Das neu gewonnene Bandgefühl lässt sich auch leicht an der Optik ablesen. War es bei "Solid State" wichtig, ein möglichst stylishes Artwork zu präsentieren, liegt der Fokus bei "Off" eher darauf, den Fans endlich zu zeigen, wer eigentlich hinter der Musik von Sono steckt. "Das neue Booklet und die Fotos darin waren ein ganz bewusster Schritt. Wir wollten, dass alles greifbarer wird. Die Musik kommt von diesen drei Typen. Und die bedienen die Instrumente. Wir wollten mehr Zusammenhänge schaffen, damit alles ein bisschen homogener wird".

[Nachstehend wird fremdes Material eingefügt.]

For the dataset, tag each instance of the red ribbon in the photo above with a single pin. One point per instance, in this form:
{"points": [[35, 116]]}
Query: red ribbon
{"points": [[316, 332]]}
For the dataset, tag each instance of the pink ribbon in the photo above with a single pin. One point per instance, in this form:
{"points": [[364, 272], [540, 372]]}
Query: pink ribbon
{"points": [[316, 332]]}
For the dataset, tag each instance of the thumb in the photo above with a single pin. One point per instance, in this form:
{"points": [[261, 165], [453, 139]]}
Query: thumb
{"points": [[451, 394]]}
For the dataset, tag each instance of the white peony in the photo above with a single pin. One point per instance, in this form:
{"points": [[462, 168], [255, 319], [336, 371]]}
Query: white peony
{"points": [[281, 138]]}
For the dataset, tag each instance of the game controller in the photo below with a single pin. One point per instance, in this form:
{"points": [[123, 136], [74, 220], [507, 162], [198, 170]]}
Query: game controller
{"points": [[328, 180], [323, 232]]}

Ein Gesamtkonzept, das zeigt wie viel Arbeit und Gedanken in "Off" stecken. Schritt für Schritt bauen Sono jetzt das auf, was durch die lange Pause wieder verloren ging. Im Blickfeld haben sie dabei vorrangig den nationalen Markt. Obwohl sie natürlich nichts dagegen hätten, wenn sich auch Tracks des neuen Albums in den internationalen Charts wieder fänden. "Die ersten beiden Singles aus "Solid State" waren in den amerikanischen Dance-Charts sehr erfolgreich. Was natürlich ein absoluter Traum ist. Aber es ist jetzt nicht so, dass wir sagen, wir müssen unbedingt sofort wieder internationalen Erfolg haben.

Mit PIAS haben wir ein Label, das europaweit sehr gut vernetzt ist. Aber erst einmal konzentrieren wir uns jetzt auf Deutschland. Wenn das in Deutschland was wird, dann werden die anderen schon automatisch hellhörig." Der beste Weg seine Musik unter die Leute zu bringen, ist natürlich immer noch eine Tour. Das finden die Herren von Sono auch und freuen sich jetzt schon auf die "Off"-Tour, die sie für Anfang 2006 planen. Im Vorfeld haben sie allerdings das große Vergnügen, die Elektro-Popper von Apoptygma Berzerk auf ihrer Deutschland-Tour im November zu begleiten. "Stefan Groth von Apoptygma hat unser Album gehört und fand es selbst ziemlich geil. Etwas Besseres hätte uns gar nicht passieren können. Für die Fans ist es ein tolles Package und von der Zielgruppe her passt es total gut."

"Bei Rammstein-Mixen hat man ein bisschen Angst."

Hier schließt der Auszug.